Bales cited data from last year showing the state’s Coastal Plain had more water being pumped out than was being recharged. “Most municipal systems don’t draw their water from groundwater like private well owners do,” Bales said.

The USGS already has a network of wells scattered around the state to monitor groundwater levels in addition to surface monitoring systems. Many of these monitoring sites provide real-time data on groundwater levels. The wells range in depth from 30 to 460 feet below the land surface and penetrate different soil types, including bedrock.

When asked why the state would need to monitor private well owners, Bales acknowledged that the best way to determine true water levels was by means of unpumped wells, not pumped wells, but he said that “North Carolina has a thin groundwater network, unlike other states.”

After being pointed to specific site-monitoring data, Bales confirmed that groundwater levels have risen in some areas of the state even during the drought.

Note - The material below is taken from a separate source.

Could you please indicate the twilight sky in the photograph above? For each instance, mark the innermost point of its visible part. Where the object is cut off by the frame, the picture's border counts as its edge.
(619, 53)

Critics wonder whether the real purpose of monitoring might be to generate additional revenues and expand “smart growth” initiatives. To that, Queen said,” I can’t predict the future.”

Faison, on the other hand, speculated the cost to implement such a measure might outweigh any expected revenues. “Who would pay for the cost of the meter? Would it be the state or the individual homeowner? If 40 percent of North Carolinians have private wells, that means an expenditure of $20 to $60 million, depending on the cost of the meter,” he said. “I can’t imagine any legislator would want private citizens to bear that cost. Then there’s the cost of collecting the self-reports of consumption. Who would audit?”

“The governor can propose,” Faison said, “but the legislators are the ones who make the bills. There’s no bill to talk about yet.”

Confounding data

The N.C. Drought Management Advisory Council provides drought assessment, hydrological, and other climate data to state officials. Despite decades of climate research, scientists disagree over findings.

Opponents are concerned that state officials are relying on confounding and even conflicting data to formulate policies and laws that further infringe on private property rights.

The U.S. Geological Survey, the U.S. National Weather Service, and the National Oceanic and Atmospheric Administration, who are members of the advisory council, advance global warming theories and the need for regulation. Yet, materials from the USGS and NOAA websites contradict many of these theories, calling into question public policies based on such data.

An article on the USGS Web site attributes changes in water availability and variability to normal processes in the global water cycle that occur “in the blink of an eye and over millions of years.” The water cycle, a complex combination of precipitation, runoff, infiltration, replenishment, and discharge, continues over time and space, continually shifting the amount of available freshwater.

As for harmful human activities that might contribute to the frequency of drought, flood, and storms, Thomas Huntington, a USGS researcher, examined 100 years of data on the global water cycle. In a press release March 16, 2006, Huntington discussed his finding that, even though the global water cycle has intensified over the past century, “the potential effects of the intensification” were not observed, meaning there had been no “increase in the frequency or intensity of tropical storms over the past century.”

Similarly, a USGS study of the Great Lakes in 2007 reconstructed water-level history and compared that to recorded data starting in the 1840s. The study reported large periodic fluctuations in water availability and lake levels, from extremely low to very high, had occurred throughout the millennia.

The report also found that both flooding and drought are necessary to maintain balance in the ecosystem. Aerial photographs highlighted the effects of government-imposed regulation on lake levels, including vegetation loss and shifting of plant communities from one area to another. The magnitude of both natural and human-induced effects was studied, and the researchers reported “natural factors are dominant — particularly over the long term.”

Karen McMahan is a contributing editor of Carolina Journal.